Umweltministerin Schulze: "Wir reichen Länder, wir müssen mehr tun"

Der Präsident der Weltklimakonferenz, Sharma, sagte gestern: "Wir sind noch nicht am Ziel." Es gibt vor allem Streit ums Geld und die Frage, wie viel die Industrieländer künftig zahlen sollen für den Umbau der Wirtschaft in Entwicklungsländern und Anpassungsmaßnahmen. Auf radioeins räumte Umweltministerin Schulze ein, dass "wir reichen Länder" mehr tun müssen.

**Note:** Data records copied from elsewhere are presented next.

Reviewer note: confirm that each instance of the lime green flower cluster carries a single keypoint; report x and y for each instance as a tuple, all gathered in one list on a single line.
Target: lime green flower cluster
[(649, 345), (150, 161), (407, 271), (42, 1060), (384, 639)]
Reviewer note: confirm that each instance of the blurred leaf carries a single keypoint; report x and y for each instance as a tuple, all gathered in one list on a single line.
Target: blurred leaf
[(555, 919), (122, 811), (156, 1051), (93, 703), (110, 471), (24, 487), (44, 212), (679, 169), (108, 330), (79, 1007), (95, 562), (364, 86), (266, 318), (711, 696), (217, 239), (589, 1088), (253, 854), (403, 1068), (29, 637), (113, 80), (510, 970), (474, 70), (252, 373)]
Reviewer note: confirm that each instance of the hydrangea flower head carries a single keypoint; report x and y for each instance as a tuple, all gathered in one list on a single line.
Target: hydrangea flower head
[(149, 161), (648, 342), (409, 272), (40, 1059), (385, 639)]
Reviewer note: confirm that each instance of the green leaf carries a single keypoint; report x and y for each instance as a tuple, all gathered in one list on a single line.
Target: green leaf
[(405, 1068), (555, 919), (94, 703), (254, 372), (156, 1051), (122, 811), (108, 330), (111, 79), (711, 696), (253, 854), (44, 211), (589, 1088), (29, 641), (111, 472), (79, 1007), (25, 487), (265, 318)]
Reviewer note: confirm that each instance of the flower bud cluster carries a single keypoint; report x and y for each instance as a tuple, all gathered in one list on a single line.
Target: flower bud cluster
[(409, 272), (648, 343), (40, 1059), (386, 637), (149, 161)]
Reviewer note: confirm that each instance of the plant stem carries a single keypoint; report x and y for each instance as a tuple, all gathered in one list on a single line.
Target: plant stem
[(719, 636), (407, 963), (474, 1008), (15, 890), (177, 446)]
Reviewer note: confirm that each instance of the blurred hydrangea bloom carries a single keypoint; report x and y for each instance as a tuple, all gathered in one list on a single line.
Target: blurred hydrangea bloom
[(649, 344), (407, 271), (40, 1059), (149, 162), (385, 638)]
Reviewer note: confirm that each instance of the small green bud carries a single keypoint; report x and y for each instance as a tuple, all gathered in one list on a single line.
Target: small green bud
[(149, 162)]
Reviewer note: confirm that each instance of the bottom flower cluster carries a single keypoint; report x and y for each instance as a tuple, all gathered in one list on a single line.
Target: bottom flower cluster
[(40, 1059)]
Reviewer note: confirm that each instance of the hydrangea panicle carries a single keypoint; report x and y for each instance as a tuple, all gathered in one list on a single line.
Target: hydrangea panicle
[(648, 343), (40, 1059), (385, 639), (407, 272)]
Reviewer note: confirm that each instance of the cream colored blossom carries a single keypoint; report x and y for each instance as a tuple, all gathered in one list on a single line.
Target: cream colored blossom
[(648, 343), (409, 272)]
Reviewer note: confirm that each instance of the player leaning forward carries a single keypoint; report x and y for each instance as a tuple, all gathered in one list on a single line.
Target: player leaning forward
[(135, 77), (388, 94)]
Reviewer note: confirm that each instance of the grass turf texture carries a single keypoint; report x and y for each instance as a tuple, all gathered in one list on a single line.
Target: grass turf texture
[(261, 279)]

Svenja Schulze (SPD), geschäftsführende Bundesministerin für Umwelt, Naturschutz und nukleare Sicherheit, bei der UN-Klimakonferenz COP26 © dpa/Christoph Soeder
Svenja Schulze (SPD), geschäftsführende Bundesministerin für Umwelt, Naturschutz und nukleare Sicherheit, bei der UN-Klimakonferenz COP26 | © dpa/Christoph Soeder

Alok Sharma, der Präsident der UN-Klimakonferenz, hat einen neuen Entwurf des Abschlussdokuments angekündigt. Für positive Reaktionen hatte gesorgt, dass ausdrücklich das 1,5-Grad-Ziel genannt wurde und, dass für die Erreichung dieses Ziels die globalen CO2-Emissionen bis 2030 im Vergleich zu 2010 um 45 Prozent sinken müssten. Derzeit steuert die Welt - gemessen an den nationalen Selbstverpflichtungen – auf eine Erhöhung der Emissionen zu.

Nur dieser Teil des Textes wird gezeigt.